Jaeckel Rhett, Thieme Matthias, Czeslick Elke, Sablotzki Armin
Klinikum "St Georg" gGmbH, Department of Anaesthesiology and Intensive Care Medicine, Delitzscher Str, 04129 Leipzig, Germany.
J Med Case Rep. 2010 Mar 5;4:82. doi: 10.1186/1752-1947-4-82.
Homozygous sickle cell carriers have an increased perioperative mortality. Some indications may justify an exchange blood transfusion to reduce the proportion of haemoglobin S. The advantages of general blood transfusion in a perioperative setting have not been proven and thus remain controversial. It is not clear whether reducing the proportion of haemoglobin S minimizes perioperative complications or whether patients with sickle cell disease in a stable clinical condition benefit from an exchange blood transfusion in a perioperative setting.

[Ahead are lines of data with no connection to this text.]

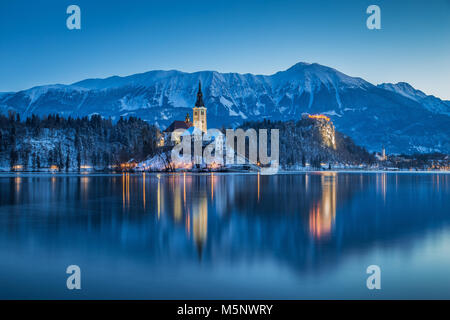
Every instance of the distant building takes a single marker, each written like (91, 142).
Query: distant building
(170, 135)
(200, 111)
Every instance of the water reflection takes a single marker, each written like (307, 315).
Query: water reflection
(322, 214)
(304, 222)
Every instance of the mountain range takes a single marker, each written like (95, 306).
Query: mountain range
(396, 116)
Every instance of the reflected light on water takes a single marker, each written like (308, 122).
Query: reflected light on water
(322, 214)
(200, 221)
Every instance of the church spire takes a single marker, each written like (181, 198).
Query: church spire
(199, 102)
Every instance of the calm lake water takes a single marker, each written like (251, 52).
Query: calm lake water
(169, 236)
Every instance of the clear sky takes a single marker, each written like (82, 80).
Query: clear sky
(256, 36)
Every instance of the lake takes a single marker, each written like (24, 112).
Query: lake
(225, 236)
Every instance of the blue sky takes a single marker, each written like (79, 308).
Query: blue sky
(256, 36)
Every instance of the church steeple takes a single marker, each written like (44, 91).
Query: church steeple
(199, 109)
(199, 102)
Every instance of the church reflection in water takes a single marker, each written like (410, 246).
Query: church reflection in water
(322, 214)
(170, 217)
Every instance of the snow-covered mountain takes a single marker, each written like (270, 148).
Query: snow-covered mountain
(432, 103)
(396, 116)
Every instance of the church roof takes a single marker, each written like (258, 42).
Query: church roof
(177, 124)
(199, 102)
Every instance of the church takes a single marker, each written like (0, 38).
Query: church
(169, 136)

We report the case of two Angolan children aged 10 and 11 respectively, of African origin with sickle cell anaemia who underwent surgery to treat chronic necrosis, fistula of the bones and bone destruction. This presentation describes the perioperative course, including general anaesthesia. A partial exchange blood transfusion decreased S-haemoglobin levels from 81% to 21% and simultaneously treated the anaemia.
There is a consensus that imbalances in homoeostasis, including operative procedures, can cause a critical exacerbation of sickle cell disease. The case presented here illustrates a strategy for successfully managing sickle cell disease in the perioperative period to minimize its complications. It is important for the anaesthesiologist to carefully manage pulmonary gas exchange and to ensure sufficient tissue perfusion, balanced fluid resuscitation and normothermia, while keeping in mind the level of organ impairment in order to prevent an acute exacerbation of sickle cell disease.We performed a partial exchange blood transfusion due to the following factors: high haemoglobin S-fraction, anaemia, operating procedure at several sites, and difficult management of body temperature. Esmarch ischemia is an established tool for preventing uncontrolled blood loss. There is no known contraindication for this, but attention must be paid to prevent uncontrolled tissue ischemia and acidosis. The use of regional anaesthesia should be considered for postoperative pain management.
纯合子镰状细胞携带者围手术期死亡率增加。某些指征可能使换血疗法合理,以降低血红蛋白S的比例。围手术期进行常规输血的优势尚未得到证实,因此仍存在争议。目前尚不清楚降低血红蛋白S的比例是否能将围手术期并发症降至最低,也不清楚临床病情稳定的镰状细胞病患者在围手术期进行换血疗法是否有益。
我们报告了两名分别为10岁和11岁的安哥拉儿童的病例,他们是非洲裔镰状细胞贫血患者,接受了治疗慢性坏死、骨瘘和骨质破坏的手术。本报告描述了围手术期过程,包括全身麻醉。部分换血疗法将血红蛋白S水平从81%降至21%,同时治疗了贫血。
人们一致认为,包括手术操作在内的内环境稳态失衡可导致镰状细胞病严重恶化。此处呈现的病例说明了在围手术期成功管理镰状细胞病以将其并发症降至最低的策略。麻醉医生仔细管理肺气体交换并确保充足的组织灌注、平衡的液体复苏和正常体温非常重要,同时要牢记器官损害程度以防止镰状细胞病急性加重。由于以下因素我们进行了部分换血疗法:血红蛋白S比例高、贫血、多处手术操作以及体温管理困难。埃斯马赫缺血法是预防失控性失血的既定方法。对此尚无已知禁忌证,但必须注意防止失控性组织缺血和酸中毒。术后疼痛管理应考虑使用区域麻醉。